Enrolled in the apprenticeship program as a line cook trainee at Alon Shaya’s Middle Eastern restaurant Saba, she says she’s passionate about improving her culinary skills and possibly becoming a chef one day. “I really love spending time in the kitchen,” she says. “Once you master one thing, you move onto the next, and there’s so much to learn that you can take anywhere you go in life. That’s what makes it so cool. Plus, working with food is like making art.”

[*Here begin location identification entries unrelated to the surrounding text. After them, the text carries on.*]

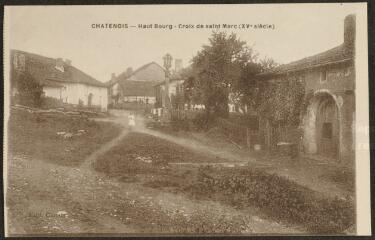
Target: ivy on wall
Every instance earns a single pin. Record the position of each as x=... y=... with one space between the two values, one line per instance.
x=281 y=102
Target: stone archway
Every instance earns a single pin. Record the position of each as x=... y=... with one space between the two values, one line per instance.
x=89 y=99
x=322 y=126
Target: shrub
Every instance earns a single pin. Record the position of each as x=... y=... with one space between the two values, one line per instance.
x=278 y=197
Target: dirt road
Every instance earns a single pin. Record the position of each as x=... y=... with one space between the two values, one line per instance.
x=50 y=199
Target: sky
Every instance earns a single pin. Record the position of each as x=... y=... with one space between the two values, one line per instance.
x=300 y=30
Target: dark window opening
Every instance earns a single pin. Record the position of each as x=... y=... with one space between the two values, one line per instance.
x=323 y=76
x=327 y=130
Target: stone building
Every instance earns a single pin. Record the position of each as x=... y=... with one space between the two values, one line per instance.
x=135 y=86
x=328 y=121
x=59 y=80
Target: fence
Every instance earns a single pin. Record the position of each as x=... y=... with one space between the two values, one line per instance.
x=178 y=114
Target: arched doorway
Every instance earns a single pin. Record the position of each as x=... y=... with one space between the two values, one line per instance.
x=322 y=126
x=89 y=100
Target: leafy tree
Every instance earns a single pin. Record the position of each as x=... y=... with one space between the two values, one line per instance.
x=216 y=68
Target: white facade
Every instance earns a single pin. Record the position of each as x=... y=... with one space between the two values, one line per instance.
x=142 y=99
x=74 y=93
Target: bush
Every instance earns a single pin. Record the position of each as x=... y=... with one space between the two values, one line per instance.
x=279 y=198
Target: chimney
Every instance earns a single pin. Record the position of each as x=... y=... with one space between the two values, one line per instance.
x=59 y=64
x=68 y=62
x=349 y=33
x=113 y=76
x=178 y=65
x=129 y=71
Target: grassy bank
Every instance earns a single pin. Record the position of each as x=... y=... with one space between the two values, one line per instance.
x=146 y=159
x=59 y=139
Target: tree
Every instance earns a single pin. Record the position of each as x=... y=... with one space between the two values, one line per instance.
x=216 y=68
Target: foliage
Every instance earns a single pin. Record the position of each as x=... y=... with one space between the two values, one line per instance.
x=278 y=197
x=280 y=102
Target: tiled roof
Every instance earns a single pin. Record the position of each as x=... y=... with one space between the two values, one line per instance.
x=137 y=88
x=124 y=76
x=44 y=71
x=333 y=55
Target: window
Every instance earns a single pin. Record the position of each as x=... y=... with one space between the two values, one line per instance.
x=327 y=130
x=323 y=76
x=19 y=61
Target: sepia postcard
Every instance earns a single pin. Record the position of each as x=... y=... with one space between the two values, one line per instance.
x=174 y=120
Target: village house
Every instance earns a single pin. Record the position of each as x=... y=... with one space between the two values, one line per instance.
x=135 y=86
x=176 y=88
x=60 y=80
x=328 y=121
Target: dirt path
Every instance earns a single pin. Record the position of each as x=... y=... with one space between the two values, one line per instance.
x=80 y=201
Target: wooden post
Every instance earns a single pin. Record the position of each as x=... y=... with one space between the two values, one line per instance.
x=248 y=138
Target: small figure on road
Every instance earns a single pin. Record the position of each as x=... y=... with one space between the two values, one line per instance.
x=131 y=121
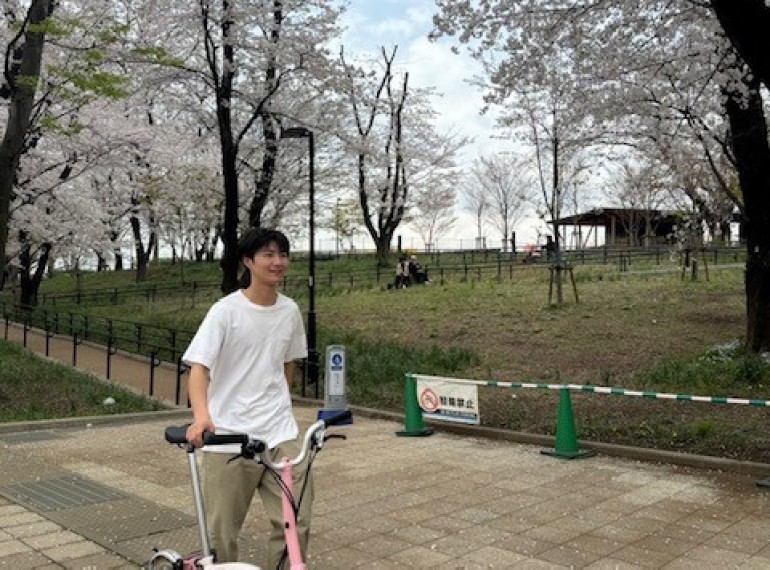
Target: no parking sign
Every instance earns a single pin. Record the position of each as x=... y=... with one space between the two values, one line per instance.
x=448 y=401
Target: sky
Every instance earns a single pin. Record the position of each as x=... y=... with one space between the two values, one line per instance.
x=372 y=24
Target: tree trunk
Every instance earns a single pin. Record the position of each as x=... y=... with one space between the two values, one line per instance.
x=30 y=280
x=142 y=254
x=20 y=106
x=752 y=154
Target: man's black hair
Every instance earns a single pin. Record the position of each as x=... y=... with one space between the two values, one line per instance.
x=254 y=240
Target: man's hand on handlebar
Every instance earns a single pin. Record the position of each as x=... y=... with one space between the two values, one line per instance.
x=196 y=429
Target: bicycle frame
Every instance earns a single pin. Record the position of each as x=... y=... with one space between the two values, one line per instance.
x=257 y=450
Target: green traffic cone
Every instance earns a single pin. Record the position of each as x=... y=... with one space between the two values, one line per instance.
x=566 y=440
x=415 y=427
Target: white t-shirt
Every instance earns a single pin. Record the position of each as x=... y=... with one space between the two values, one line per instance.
x=245 y=347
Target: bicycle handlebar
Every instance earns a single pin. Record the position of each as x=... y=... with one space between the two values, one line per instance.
x=178 y=435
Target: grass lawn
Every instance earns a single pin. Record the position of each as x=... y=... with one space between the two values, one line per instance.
x=32 y=388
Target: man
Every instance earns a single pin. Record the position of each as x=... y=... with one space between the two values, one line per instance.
x=241 y=368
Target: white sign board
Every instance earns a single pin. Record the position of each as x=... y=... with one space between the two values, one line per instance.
x=448 y=401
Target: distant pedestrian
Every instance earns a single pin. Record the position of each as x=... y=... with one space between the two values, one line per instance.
x=402 y=273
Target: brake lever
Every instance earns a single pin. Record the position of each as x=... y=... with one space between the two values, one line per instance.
x=335 y=436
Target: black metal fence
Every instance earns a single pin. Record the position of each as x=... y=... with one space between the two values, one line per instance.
x=442 y=267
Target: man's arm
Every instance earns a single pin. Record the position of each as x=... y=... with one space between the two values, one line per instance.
x=197 y=391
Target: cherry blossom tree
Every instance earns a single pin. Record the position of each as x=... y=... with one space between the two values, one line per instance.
x=637 y=61
x=506 y=183
x=397 y=149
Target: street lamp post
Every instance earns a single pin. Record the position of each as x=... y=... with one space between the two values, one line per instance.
x=337 y=227
x=311 y=370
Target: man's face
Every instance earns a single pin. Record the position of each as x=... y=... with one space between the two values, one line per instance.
x=269 y=264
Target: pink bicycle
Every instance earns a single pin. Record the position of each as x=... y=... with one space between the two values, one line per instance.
x=255 y=449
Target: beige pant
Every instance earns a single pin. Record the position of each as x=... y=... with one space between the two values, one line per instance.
x=228 y=489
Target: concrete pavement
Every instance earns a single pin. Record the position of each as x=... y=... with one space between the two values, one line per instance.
x=73 y=496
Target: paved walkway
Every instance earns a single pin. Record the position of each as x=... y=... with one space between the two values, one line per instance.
x=443 y=501
x=97 y=494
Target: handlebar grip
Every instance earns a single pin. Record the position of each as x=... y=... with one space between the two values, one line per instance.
x=178 y=435
x=338 y=419
x=224 y=438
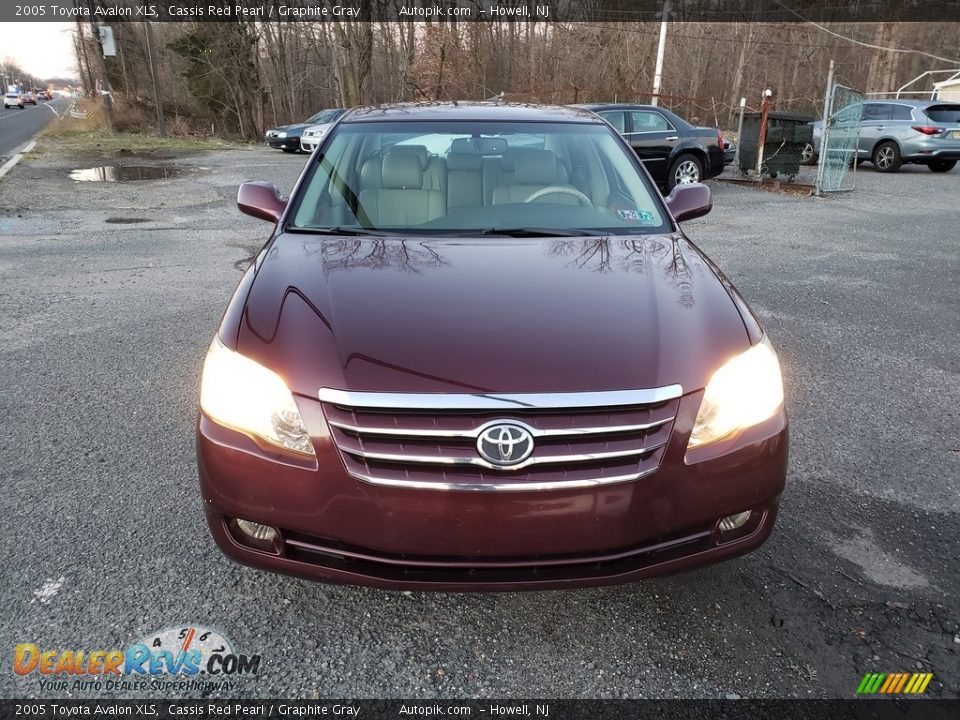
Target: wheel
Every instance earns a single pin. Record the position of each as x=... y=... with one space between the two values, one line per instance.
x=685 y=169
x=941 y=165
x=886 y=157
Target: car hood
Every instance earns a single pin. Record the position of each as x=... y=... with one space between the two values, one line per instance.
x=498 y=314
x=295 y=128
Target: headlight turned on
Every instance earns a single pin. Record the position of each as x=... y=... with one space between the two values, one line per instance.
x=745 y=391
x=243 y=395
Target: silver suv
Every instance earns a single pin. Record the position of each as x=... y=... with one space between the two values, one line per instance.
x=894 y=132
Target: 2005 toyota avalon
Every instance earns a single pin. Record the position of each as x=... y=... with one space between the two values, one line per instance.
x=478 y=353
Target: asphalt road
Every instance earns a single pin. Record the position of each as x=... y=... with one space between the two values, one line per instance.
x=110 y=293
x=18 y=127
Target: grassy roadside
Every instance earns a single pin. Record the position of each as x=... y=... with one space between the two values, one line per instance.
x=87 y=136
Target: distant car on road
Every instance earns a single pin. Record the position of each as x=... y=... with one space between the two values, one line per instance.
x=894 y=132
x=673 y=151
x=313 y=134
x=287 y=137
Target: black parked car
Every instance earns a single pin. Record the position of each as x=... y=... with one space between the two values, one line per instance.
x=673 y=151
x=287 y=137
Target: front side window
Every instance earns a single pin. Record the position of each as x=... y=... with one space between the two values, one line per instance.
x=947 y=114
x=617 y=118
x=466 y=178
x=876 y=111
x=324 y=116
x=649 y=121
x=901 y=112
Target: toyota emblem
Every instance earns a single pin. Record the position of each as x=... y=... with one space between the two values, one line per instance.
x=505 y=444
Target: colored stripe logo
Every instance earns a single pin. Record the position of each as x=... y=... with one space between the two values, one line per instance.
x=894 y=683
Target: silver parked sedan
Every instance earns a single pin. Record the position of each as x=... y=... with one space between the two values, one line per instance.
x=894 y=132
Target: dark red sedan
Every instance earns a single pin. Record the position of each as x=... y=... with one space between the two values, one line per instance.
x=478 y=353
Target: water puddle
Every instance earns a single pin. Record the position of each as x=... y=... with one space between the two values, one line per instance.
x=128 y=173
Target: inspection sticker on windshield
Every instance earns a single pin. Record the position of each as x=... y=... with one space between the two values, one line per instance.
x=637 y=216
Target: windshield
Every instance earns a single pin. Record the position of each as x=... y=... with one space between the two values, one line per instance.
x=324 y=116
x=468 y=177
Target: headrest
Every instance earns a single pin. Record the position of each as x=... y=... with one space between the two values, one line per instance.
x=463 y=145
x=531 y=166
x=370 y=172
x=402 y=171
x=420 y=151
x=464 y=161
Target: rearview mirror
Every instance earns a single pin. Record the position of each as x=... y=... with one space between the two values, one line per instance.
x=689 y=201
x=261 y=200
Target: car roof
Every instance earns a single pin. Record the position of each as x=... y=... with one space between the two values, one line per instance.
x=904 y=101
x=503 y=112
x=593 y=107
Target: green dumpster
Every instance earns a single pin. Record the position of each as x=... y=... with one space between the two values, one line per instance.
x=787 y=134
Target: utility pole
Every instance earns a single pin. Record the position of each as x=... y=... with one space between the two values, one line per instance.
x=661 y=46
x=825 y=135
x=161 y=128
x=105 y=95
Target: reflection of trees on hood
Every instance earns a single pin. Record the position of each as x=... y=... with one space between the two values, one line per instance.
x=603 y=255
x=372 y=253
x=585 y=253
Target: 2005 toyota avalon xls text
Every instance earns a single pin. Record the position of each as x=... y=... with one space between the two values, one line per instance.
x=478 y=353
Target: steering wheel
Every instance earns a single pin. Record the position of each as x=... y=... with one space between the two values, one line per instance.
x=560 y=190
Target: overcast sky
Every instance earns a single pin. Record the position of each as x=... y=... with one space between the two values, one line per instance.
x=41 y=49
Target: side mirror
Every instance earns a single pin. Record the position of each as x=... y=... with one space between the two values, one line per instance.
x=689 y=201
x=261 y=200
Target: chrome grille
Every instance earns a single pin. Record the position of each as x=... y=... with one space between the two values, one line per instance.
x=429 y=441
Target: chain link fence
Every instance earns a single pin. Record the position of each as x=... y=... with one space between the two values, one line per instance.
x=839 y=135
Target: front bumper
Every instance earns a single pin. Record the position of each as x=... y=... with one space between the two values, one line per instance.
x=338 y=529
x=283 y=143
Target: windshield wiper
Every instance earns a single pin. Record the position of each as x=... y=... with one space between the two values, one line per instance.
x=539 y=232
x=340 y=231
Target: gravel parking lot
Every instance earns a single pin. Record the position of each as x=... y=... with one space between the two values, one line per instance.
x=110 y=293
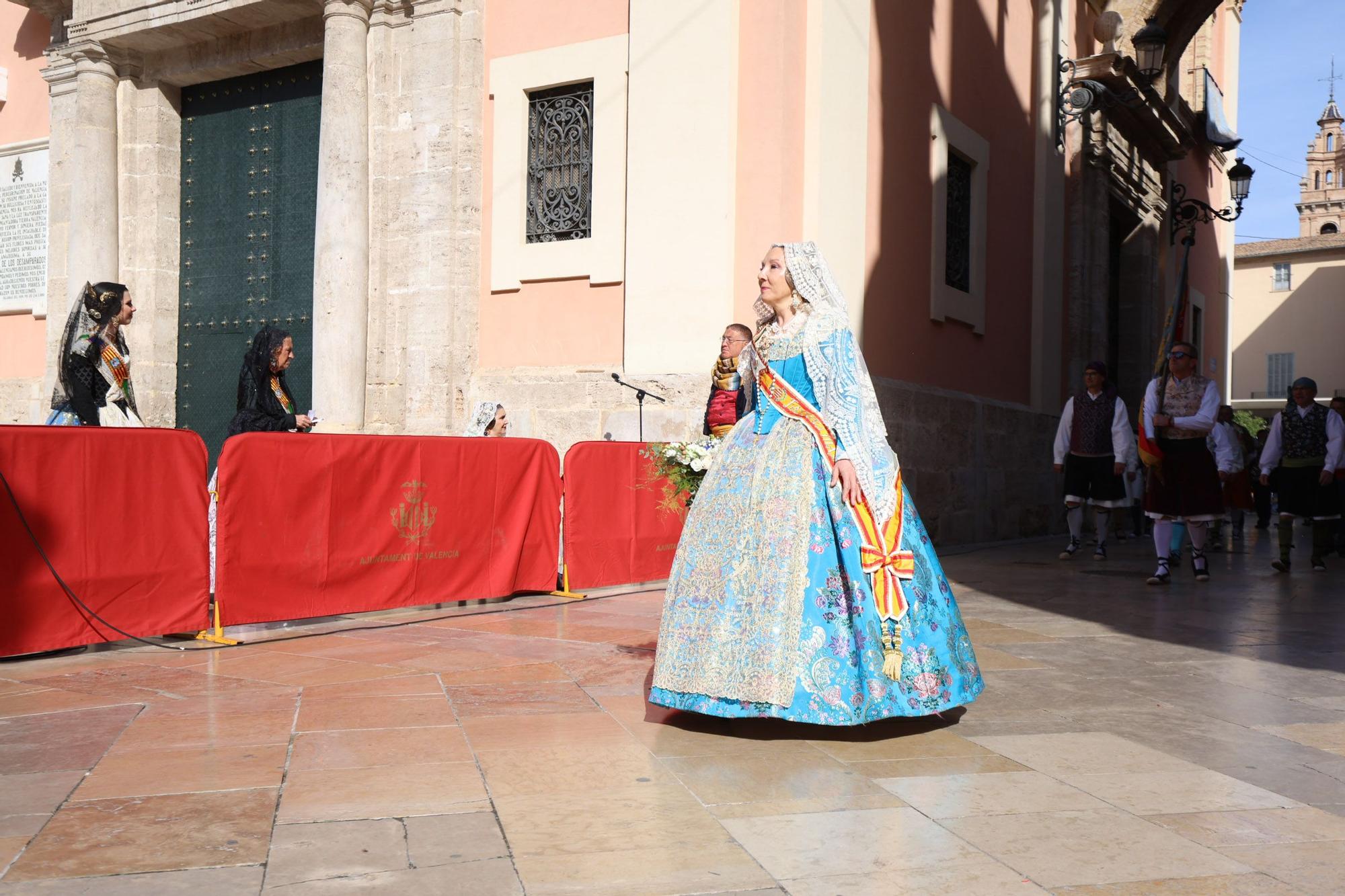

Elder says even though line cook training is challenging, the sense of community and camaraderie she feels has been one of the best parts of the experience. That, and the connections she’s making as she pursues her training. “Searching for a job is hard enough,” she says, “so these connections are huge. It’s literally how most people get their next jobs. Having such a supportive team working with you to help you meet your goals is invaluable. This program is one of the best opportunities you can get. As far as advice goes, I’d say learn all you can, and be curious, passionate, and humble.”

Garcia, a former ProStart student at Cherry Creek Innovation Campus in Arapahoe County, Colo., says he now sees himself eventually taking on a managerial role, with a focus on opening new restaurant locations and, perhaps, owning his own Mexican restaurant one day. “This has been life-changing for me. It’s opening a lot of doors and has really helped me expand my passion for this industry. If you’re thinking about applying to this program, just be open-minded and explore everything.”